Commercial real estate remains the one sector brokers cannot overlook in the current quarter, even as higher interest rates continue to reshape deal flow. Industry executives say the market is not freezing, but it is becoming more selective, with strong transactions still moving while weaker ones face delays, renegotiation, or refinancing pressure.
That view is gaining attention because commercial lending behaves differently from residential lending. The sector reacts more slowly to rate changes, but the size of the loans means even modest rate shifts can have a major impact on pricing, underwriting, and exit strategy.
Why commercial deals are still getting done
Higher rates are not closing the door on commercial activity, according to executives watching the market closely. Instead, they are acting as a filter that pushes weaker deals to the sidelines while allowing the best-capitalized and most defensible transactions to proceed.
“Higher rates affect commercial a bit, but not in a dramatic way,” said Mor. “CRE doesn’t react to changes overnight the same way residential does. What you’re seeing is more of a filtering effect. The strong deals are still getting done, and the weaker ones are being pushed out or reworked.”
That dynamic matters for brokers because it changes how listings are evaluated. Deals with stable income, strong tenant demand, and realistic pricing are more likely to attract debt and equity, while uncertain assets now require more time and more creative structuring.
Refinancing is where pressure is building
Refinancing has become the most sensitive part of the commercial market as loans come due and borrowers face higher borrowing costs. Large balance refinances can be difficult to structure when new debt carries a meaningfully higher rate than the original loan.
“Refinancing is probably where you feel it the most,” Mor said. “There’s a lot of debt up for repayment, and higher rates make some of those deals tougher to make sense of. But overall, the market is still moving. It’s just more selective again.”
That selectivity is especially important in quarters when maturity schedules cluster across office, retail, industrial, multifamily, and other property types. Brokers often need to help clients adjust valuation expectations, extend timelines, or consider recapitalization options when refinancing no longer pencils out cleanly.
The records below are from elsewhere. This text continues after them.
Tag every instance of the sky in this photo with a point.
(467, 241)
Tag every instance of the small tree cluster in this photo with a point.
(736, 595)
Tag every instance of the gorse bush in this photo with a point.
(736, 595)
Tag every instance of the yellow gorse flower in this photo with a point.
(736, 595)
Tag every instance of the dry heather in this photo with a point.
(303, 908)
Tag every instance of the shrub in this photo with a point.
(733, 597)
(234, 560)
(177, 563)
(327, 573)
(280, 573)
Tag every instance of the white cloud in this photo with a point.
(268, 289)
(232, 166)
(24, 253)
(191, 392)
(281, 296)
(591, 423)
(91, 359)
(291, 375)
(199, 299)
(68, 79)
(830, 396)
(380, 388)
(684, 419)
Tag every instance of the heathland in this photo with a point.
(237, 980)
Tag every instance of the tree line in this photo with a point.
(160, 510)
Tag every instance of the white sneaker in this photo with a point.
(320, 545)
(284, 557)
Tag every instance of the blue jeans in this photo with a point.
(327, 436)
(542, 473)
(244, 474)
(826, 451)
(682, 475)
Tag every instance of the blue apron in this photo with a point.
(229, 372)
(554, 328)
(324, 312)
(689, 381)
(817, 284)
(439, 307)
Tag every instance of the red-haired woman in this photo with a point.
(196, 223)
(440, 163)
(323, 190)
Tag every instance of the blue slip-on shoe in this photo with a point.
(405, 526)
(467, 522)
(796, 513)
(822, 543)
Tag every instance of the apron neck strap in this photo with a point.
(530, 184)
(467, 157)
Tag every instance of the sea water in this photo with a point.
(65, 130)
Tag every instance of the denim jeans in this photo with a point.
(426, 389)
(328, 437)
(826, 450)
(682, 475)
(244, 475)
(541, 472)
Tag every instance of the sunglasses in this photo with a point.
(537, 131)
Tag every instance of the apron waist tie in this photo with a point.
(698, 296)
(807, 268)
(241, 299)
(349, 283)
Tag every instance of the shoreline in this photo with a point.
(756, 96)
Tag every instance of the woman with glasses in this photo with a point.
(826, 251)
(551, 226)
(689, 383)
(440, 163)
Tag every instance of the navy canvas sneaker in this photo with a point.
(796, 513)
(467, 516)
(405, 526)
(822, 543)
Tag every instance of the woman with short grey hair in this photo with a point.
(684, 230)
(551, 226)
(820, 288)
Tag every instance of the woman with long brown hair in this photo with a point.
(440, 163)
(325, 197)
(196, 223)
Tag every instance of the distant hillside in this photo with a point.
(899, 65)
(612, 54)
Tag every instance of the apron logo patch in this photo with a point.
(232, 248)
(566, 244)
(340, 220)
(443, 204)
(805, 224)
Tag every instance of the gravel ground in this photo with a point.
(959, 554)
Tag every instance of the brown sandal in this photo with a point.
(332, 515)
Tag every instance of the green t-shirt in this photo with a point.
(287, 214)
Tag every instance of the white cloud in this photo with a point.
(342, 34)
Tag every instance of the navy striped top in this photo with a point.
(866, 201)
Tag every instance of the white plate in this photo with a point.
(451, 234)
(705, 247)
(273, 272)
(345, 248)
What brokers should watch in this segment
The current environment rewards brokers who can identify which assets still fit lender criteria and which ones need restructuring. It also increases the value of market knowledge, because borrowers often need guidance on whether to pursue a sale, recap, or refinance.
- Assets with durable cash flow are still drawing interest.
- Transactions with weaker assumptions are more likely to be delayed or repriced.
- Refinancing risk is highest where debt costs now exceed the asset’s income growth.
- Lenders are focusing more heavily on borrower strength, occupancy, and sponsorship quality.
This means brokers who focus on commercial assignments need to be more active in underwriting conversations, debt placement strategy, and lender coordination. The deals that close are increasingly the ones that can survive closer scrutiny from capital providers.
The broader market signal for Q2
Xander Snyder, senior commercial real estate economist for First American, told Mortgage Professional America that the full effect of higher rates may not yet be completely visible across the commercial sector. That uncertainty suggests the market is still absorbing previous rate moves, rather than fully pricing in the next wave of refinancing challenges.
For brokers, that creates both risk and opportunity. Distressed situations may rise if more borrowers struggle to refinance, but disciplined deal selection can still produce closings in sectors with stable demand and conservative leverage.
What this means for commercial brokerage activity
The commercial side of the market is not moving at the same speed as residential lending, and that slower reaction can create a false sense of stability. In practice, higher rates are reshaping not only pricing, but also the type of deals that make it to the closing table.
Brokers who understand this shift are better positioned to guide clients through lender expectations, underwriting constraints, and refinancing pressure. The sector remains active, but in the current quarter, activity is increasingly defined by quality, structure, and the ability to make the numbers work under tighter capital conditions.